In the group ahead, Fox also had a ragged start, surrendering that triple-bogey after losing a ball on the third but better was to come for the 36-year-old.
It was Hatton who replaced Åberg at the summit, following a tee-shot to 13 feet at the second and an approach to four feet at the third by hitting the pin at the fifth and holing a bunker shot at the sixth.
He led by two with a seven-footer at the seventh and while he dropped a shot at the next, he holed a lengthy putt from just off the tenth green and added another birdie from ten feet at the 11th to lead by four.
Fox had responded to his early troubles with smart approaches to the sixth and eighth but really came to life in the pouring rain on the back nine, leaving himself just three feet on the tenth, holing from the fringe on the 11th and getting up and down from the sand on the 12th.
A tee-shot to eight feet on the 14th had him within one and he would soon share the lead, with Hatton going out of bounds on the 15th. The Englishman put his second shot off his provisional to six feet for bogey but had to wait an hour and 23 minutes to hit and make his putt after a lightning delay.
Fox was relentless, however, and despite going left and finding the trees off the 15th tee, he hit a stunning second to nine feet and rolled home to lead on his own.
Rai was level par for the day after 12 holes, cancelling out bogeys on the first and 12th with smart approaches to the sixth and 11th but he put irons inside four feet on the 13th and 14th and holed a ten-footer on the 16th to get to 16 under.
Hatton played a lay-up on the last and birdied from eight feet for a 66 to put the pressure on and Rai was inches from making an eagle and forcing a play-off in his closing 68.
But Fox produced that late gain of his won to take the title, sparking huge celebrations around the green in front of the sell-out crowd.
Rory McIlroy feels he is trending ever closer to his ‘A’ game after he put on a weekend charge to finish in a share of seventh place with Adam Scott and Callum Shinkwin.
“I’m not far away. There’s a couple things, more so my misses. My good swings are good swings and I can hit good shots. Just managing the misses and just making sure that there’s not a lot of them in there. We are all going to hit bad shots from time to time. That’s natural and inevitable. But if I can eradicate them a little bit and be a little bit more consistent, at least it’s the same pattern which is nice.

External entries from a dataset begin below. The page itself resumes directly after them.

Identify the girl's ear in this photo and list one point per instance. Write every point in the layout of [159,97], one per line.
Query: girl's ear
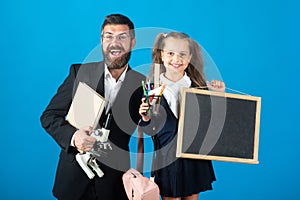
[133,43]
[162,56]
[190,57]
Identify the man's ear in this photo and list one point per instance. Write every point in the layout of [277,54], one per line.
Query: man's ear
[133,42]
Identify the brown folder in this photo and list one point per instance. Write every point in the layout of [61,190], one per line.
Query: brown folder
[86,107]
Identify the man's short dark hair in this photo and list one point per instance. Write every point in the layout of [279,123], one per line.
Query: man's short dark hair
[118,19]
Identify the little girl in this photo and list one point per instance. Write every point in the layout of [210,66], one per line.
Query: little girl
[182,66]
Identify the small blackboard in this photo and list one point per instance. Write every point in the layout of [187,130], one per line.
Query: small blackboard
[218,126]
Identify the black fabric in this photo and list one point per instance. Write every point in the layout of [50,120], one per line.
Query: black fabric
[71,182]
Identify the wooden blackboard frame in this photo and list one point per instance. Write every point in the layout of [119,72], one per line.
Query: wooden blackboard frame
[227,98]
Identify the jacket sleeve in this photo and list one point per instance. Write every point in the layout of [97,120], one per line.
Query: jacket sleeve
[53,118]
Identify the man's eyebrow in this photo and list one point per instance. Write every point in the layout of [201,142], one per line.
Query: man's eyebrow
[110,33]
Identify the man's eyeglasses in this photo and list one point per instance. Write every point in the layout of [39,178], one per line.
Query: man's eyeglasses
[121,37]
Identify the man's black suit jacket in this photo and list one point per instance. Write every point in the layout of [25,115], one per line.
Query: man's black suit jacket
[71,181]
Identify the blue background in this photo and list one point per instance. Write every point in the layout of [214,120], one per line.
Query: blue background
[255,45]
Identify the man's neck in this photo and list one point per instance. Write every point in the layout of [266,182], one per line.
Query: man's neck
[116,73]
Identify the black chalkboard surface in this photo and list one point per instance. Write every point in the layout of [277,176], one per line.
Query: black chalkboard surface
[218,126]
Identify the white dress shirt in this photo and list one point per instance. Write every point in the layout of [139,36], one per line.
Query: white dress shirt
[112,86]
[172,91]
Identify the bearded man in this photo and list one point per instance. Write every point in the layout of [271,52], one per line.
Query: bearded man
[120,85]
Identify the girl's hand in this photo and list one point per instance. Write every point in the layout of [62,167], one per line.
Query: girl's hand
[144,107]
[215,85]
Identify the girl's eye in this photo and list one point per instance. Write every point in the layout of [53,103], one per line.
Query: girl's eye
[183,55]
[170,53]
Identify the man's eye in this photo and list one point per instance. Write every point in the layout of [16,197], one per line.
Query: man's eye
[123,37]
[109,37]
[183,55]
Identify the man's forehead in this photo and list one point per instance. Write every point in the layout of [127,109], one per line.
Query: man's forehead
[116,29]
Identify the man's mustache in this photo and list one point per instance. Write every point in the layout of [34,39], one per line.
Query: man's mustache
[115,48]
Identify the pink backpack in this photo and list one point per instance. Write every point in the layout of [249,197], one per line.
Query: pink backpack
[139,187]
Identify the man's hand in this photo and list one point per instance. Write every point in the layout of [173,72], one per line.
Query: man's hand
[82,139]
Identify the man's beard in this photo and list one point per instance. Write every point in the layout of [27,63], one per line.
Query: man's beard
[116,63]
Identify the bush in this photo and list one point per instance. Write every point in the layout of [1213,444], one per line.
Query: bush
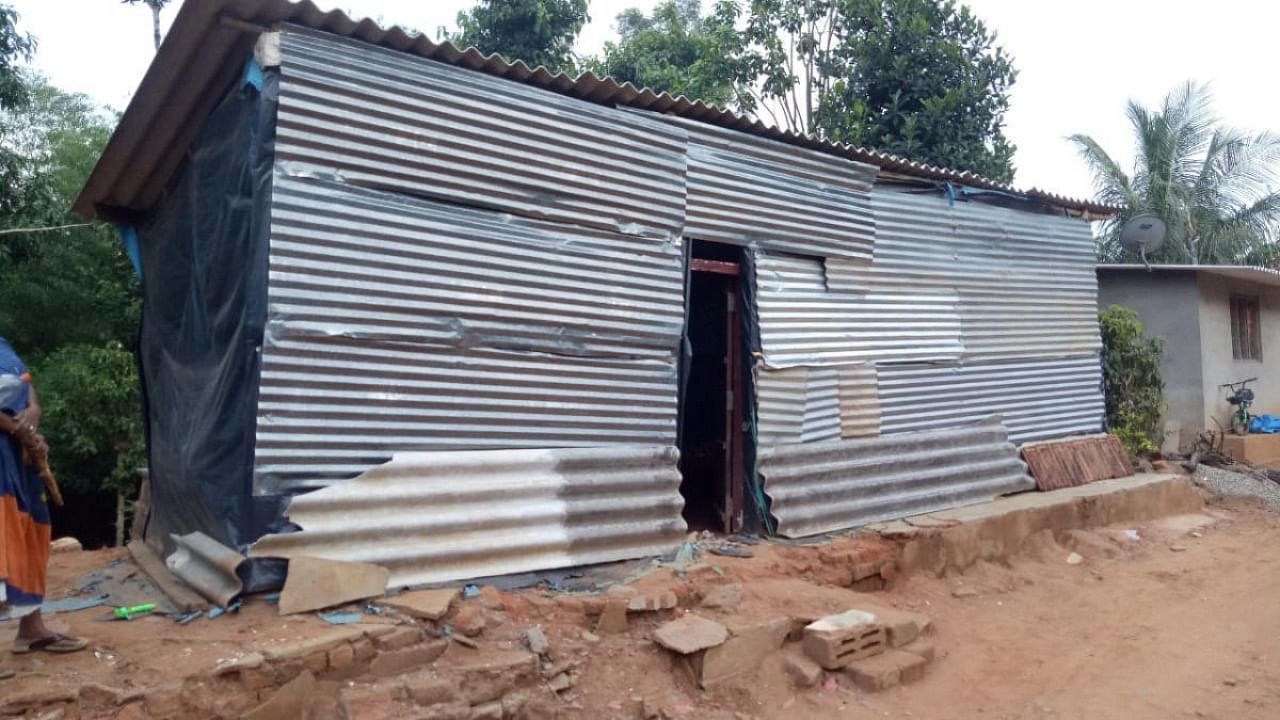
[92,417]
[1130,374]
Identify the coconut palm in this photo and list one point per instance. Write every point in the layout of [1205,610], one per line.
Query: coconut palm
[1212,185]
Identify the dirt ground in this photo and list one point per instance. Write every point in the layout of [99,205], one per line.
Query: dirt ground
[1182,623]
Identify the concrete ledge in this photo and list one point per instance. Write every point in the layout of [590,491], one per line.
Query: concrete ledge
[955,540]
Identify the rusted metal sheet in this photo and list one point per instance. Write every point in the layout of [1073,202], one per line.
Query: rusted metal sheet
[442,516]
[821,487]
[206,565]
[744,190]
[393,121]
[397,323]
[1077,461]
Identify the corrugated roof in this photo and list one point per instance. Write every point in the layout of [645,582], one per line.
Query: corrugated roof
[1248,273]
[208,41]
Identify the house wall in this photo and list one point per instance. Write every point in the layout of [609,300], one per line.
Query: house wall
[1220,364]
[1169,305]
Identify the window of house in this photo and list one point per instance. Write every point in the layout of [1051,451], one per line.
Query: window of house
[1246,328]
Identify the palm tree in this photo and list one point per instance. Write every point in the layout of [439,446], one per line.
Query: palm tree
[1211,185]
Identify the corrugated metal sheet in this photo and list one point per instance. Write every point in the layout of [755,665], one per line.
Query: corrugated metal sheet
[828,486]
[440,516]
[744,190]
[859,401]
[1077,461]
[1025,281]
[803,322]
[398,122]
[798,405]
[1038,399]
[405,324]
[201,54]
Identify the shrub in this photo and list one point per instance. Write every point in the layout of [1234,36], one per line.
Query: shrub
[1130,374]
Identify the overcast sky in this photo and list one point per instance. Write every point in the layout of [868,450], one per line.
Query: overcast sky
[1078,60]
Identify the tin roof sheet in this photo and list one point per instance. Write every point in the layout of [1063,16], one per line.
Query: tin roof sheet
[208,41]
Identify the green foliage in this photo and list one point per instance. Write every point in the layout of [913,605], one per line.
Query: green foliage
[1133,387]
[92,417]
[539,32]
[680,51]
[1212,185]
[920,78]
[923,80]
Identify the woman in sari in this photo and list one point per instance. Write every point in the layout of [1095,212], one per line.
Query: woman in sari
[24,531]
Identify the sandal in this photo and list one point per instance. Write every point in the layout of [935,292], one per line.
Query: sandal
[55,642]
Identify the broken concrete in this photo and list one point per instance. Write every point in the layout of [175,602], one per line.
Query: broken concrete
[428,605]
[886,670]
[315,583]
[956,540]
[690,634]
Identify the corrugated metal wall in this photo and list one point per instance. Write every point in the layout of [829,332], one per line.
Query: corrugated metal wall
[414,126]
[439,516]
[744,190]
[818,487]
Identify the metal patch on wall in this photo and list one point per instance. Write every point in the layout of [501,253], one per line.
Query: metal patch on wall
[830,486]
[443,516]
[804,322]
[1038,399]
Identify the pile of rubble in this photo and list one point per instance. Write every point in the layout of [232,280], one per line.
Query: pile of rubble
[873,647]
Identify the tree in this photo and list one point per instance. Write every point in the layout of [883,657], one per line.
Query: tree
[539,32]
[1134,391]
[920,78]
[1212,185]
[155,5]
[680,51]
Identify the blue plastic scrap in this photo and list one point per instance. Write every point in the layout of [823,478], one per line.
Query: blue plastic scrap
[1266,424]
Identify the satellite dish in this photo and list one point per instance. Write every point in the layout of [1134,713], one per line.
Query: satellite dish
[1142,235]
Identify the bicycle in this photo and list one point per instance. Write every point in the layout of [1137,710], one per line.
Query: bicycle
[1240,397]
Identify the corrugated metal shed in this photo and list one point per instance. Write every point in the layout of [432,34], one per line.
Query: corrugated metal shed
[406,324]
[439,516]
[744,190]
[821,487]
[1037,399]
[202,53]
[804,322]
[397,122]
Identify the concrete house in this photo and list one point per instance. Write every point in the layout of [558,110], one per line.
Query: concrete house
[1220,324]
[412,305]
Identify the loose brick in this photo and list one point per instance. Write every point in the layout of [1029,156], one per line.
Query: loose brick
[886,670]
[400,661]
[316,661]
[922,647]
[398,638]
[804,673]
[342,657]
[487,711]
[836,641]
[429,689]
[364,650]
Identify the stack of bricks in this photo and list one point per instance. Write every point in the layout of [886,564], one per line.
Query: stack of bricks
[876,648]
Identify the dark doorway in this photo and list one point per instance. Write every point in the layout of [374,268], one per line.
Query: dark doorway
[711,447]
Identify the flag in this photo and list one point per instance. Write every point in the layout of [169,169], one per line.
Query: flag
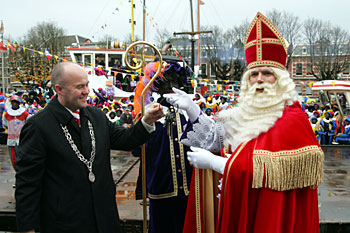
[11,47]
[2,47]
[47,54]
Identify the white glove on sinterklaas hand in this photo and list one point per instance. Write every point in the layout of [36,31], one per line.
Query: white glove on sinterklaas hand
[183,101]
[203,159]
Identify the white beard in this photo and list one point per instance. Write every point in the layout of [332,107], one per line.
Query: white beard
[256,113]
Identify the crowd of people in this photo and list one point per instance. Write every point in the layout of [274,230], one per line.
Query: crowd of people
[328,124]
[263,150]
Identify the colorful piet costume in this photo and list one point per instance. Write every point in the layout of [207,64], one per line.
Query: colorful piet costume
[270,180]
[344,138]
[168,173]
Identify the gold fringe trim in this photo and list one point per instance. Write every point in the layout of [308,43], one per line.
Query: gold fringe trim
[285,170]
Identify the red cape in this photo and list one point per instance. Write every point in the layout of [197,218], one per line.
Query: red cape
[282,164]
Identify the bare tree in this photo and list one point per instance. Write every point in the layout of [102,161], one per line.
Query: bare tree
[45,35]
[226,51]
[289,26]
[328,48]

“I think what I did well over the weekend, as well, was playing away from those misses and knowing if I was going to miss it, I was going to miss it in the right spot. Managed my game better but it would be nice to go to Rome without those misses.”
Meanwhile finishes of third and eighteenth have more than justified Shane Lowry’s inclusion in Luke Donald’s Ryder Cup team and despite carding a quadruple bogey 9 on the par-5 17th, he rolled in a closing birdie for a final round of 71 for ten-under and a valiant defence of his title.
Tom McKibbin shared 51st place on three-under-par following a closing 72.
Overall, Luke Donald will head to Rome with a smile from ear to ear after seven of his players finished in the top-10 and nine of the top-18 although Tommy Fleetwood and overnight leader Ludvig Aberg will be disappointed with their final rounds.